Ella se había dado la vuelta, encogiéndose de hombros, sin mirar apenas la foto de Francesco Mastroianni, vestido con un esmoquin blanco que contrastaba tanto con aquel atractivo moreno de aspecto latino. Se había quedado helada.

Francesco no había ido tras el dinero inexistente de ella y de su familia, como había pensado al principio.

Sólo le había interesado el sexo.

Pero al parecer, al volver a Londres había conocido a alguien que lo había satisfecho más sexualmente, alguien más sofisticado, probablemente.

¡Un desgraciado! ¡Cómo odiaba a los hombres que usaban a las mujeres para su placer y luego las dejaban como a juguetes viejos!

Entonces, ¿qué derecho tenía él a mirarla con desprecio?

Se apartó de la puerta y se dijo que si alguien merecía desprecio era él, y corrió a encender el grill.

Ella era una profesional, y haría el trabajo para el que la habían contratado. Lo ignoraría, y cuando terminase la noche, se lo quitaría de la cabeza nuevamente. No le tiraría la copa de vino «accidentalmente», ni le rompería un plato a la cabeza. No podía permitirse ese tipo de satisfacción. Si se ganaba fama de maleducada, nunca más conseguiría trabajo.

¡Pero si él la volvía a mirar con aquel desprecio, se sentiría seriamente tentada de hacerlo!

 

 

¡Ella estaba embarazada!

¿Sería suyo?

Francesco tuvo que hacer un esfuerzo para comer y para ignorar a Anna Maybury mientras ella servía la comida.

Apenas pudo pronunciar monosílabos en la comida, dirigidos a la pelirroja que su prima había llevado para él.

Pero él no estaba interesado en ella.

Anna había sido virgen. Y él no había usado preservativo la primera vez. Había estado demasiado extasiado como para pensar en ello.
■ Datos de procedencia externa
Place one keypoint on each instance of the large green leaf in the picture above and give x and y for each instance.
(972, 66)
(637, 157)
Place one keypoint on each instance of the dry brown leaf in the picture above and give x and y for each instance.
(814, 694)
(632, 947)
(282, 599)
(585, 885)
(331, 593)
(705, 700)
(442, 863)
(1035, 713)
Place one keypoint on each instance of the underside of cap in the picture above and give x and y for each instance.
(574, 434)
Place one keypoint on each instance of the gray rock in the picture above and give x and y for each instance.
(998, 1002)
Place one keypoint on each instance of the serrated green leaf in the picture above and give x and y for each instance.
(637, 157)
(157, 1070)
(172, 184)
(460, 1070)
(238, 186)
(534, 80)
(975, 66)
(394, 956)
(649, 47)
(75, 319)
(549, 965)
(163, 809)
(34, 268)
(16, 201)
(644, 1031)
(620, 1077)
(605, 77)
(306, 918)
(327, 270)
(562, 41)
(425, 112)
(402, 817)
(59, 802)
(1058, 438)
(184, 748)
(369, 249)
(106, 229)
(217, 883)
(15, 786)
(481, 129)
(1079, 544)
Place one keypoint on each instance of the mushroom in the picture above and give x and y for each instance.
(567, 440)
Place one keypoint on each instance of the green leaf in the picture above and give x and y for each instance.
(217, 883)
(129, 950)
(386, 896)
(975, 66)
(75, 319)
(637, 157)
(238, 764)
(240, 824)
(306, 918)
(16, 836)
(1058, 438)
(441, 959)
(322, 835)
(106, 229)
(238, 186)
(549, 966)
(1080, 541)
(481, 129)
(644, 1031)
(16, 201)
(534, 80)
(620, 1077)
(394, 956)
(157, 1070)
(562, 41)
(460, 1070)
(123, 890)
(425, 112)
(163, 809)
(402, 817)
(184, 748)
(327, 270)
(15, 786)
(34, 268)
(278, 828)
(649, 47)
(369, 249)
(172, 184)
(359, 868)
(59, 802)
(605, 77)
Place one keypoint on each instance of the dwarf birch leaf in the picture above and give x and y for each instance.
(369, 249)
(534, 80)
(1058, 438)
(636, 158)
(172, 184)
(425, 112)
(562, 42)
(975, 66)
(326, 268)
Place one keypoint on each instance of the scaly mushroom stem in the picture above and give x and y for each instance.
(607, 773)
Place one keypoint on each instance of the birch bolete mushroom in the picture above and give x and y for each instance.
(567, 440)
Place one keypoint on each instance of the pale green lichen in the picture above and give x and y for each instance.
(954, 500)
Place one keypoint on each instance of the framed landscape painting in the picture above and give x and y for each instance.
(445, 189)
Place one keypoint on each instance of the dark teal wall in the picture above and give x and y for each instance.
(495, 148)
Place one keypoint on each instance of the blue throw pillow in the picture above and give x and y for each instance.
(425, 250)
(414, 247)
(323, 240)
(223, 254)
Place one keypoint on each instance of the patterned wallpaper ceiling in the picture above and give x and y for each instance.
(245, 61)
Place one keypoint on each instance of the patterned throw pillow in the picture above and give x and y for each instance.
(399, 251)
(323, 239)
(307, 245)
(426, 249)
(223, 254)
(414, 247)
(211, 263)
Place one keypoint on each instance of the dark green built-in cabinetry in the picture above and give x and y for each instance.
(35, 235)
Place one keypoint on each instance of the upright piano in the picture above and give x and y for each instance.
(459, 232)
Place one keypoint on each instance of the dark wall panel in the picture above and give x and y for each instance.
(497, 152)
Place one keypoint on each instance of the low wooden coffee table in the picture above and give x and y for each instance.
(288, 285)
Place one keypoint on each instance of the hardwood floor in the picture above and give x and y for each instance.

Había estado perdido en aquella tormenta salvaje de emoción y deseo. Había sido una experiencia tan nueva y vital, que le había parecido que su vida entera hasta aquel momento no había sido sino un teatro de sombras.

Aquel niño que Anna llevaba en su vientre podía ser suyo. A no ser…

Se echó hacia atrás en la silla y, apoyando la mano en el respaldo, dijo:

–La mujer del catering… ¿Sabes de cuánto tiempo está embarazada?

Sus compañeros de mesa lo miraron, sorprendidos. Pero fue Silvana quien le preguntó:

–¿Por qué quieres saberlo?

«Porque es posible que yo sea el padre y no lo sepa», hubiera querido decir. Pero respondió:

–Por si tuviéramos que hacer de matronas en un momento dado…

La pelirroja se rió con una risa irritante. Guy miró a su esposa. Y Silvana contestó:

–De siete meses, según Cissie Lansdale. Cissie es una especie de socia de Anna en el negocio del catering. Normalmente es la que se ocupa de servir la mesa. Pero hoy no ha podido venir, al parecer. Guy, querido, nuestras copas están vacías…

Mientras su marido servía una segunda botella de Valpolicella, Silvana agregó:

–Personalmente, pienso que una mujer en su estado debería estar descansando, no haciendo este tipo de trabajo. Pero no tiene un marido que la mantenga, y su madre está un poco delicada, no tiene buena salud, según me han dicho. Supongo que necesitan el dinero. El padre es un caso perdido. Hace tiempo tenían una buena posición en la zona. Pero él despilfarró lo que tenían, o lo perdió…

–Hizo malas inversiones, según tengo entendido –agregó Guy mientras se volvía a sentar.

–Pareces saber mucho acerca de ellos –comentó Francesco.

Reflexionó que el niño podría ser suyo, si estaba embarazada de siete meses. A no ser que Anna se hubiera acostado con alguien inmediatamente después de volver de vacaciones.

Pero eso no era muy posible, dado que en aquel momento ella estaba concentrada en cazarlo. Ella había esperado que él la siguiera a Inglaterra, así que no habría querido que hubiera nadie más rondándola, y que le estropeara el plan, pensó Francesco.

Francesco hizo un gran esfuerzo para no fruncir el ceño y correr a la cocina para saber la verdad.

–Cuando llegamos aquí, era necesario que nos presentásemos a las mejores familias para que pudieran darnos referencias de gente honesta y fiable del lugar. La semana que viene tendremos un ama de llaves permanentemente en la casa. Pero necesitamos otra gente… –tomó un sorbo de café y levantó una ceja hacia su primo–. Fontaneros, electricistas, un jardinero, cocineros… Esta chica embarazada nos la han recomendado muy especialmente –comentó Silvana.

Cuando terminaron de comer, Silvana propuso:

–¿Por qué no vamos al salón mientras la chica recoge la mesa? ¿Una Grapa? Luego Guy y yo iremos arriba y os dejaremos que os relajéis frente al fuego y que os conozcáis –sonrió Silvana a Francesco mientras se ponía de pie–. Sé que Natalie quiere hablarte de un baile de recaudación de fondos que puede interesarte.

Francesco resopló internamente. No tenía interés en la pelirroja. Y tendría que hacérselo saber a ella.

Al día siguiente a primera hora iría a Rylands y exigiría saber si el niño era suyo.

 

 

El lavaplatos terminó de hacer su tarea. Anna guardó la vajilla en el enorme armario Victoriano. Le dolía la espalda.

Media hora antes la señora Rosewall le había pagado mientras ella recogía sus cosas.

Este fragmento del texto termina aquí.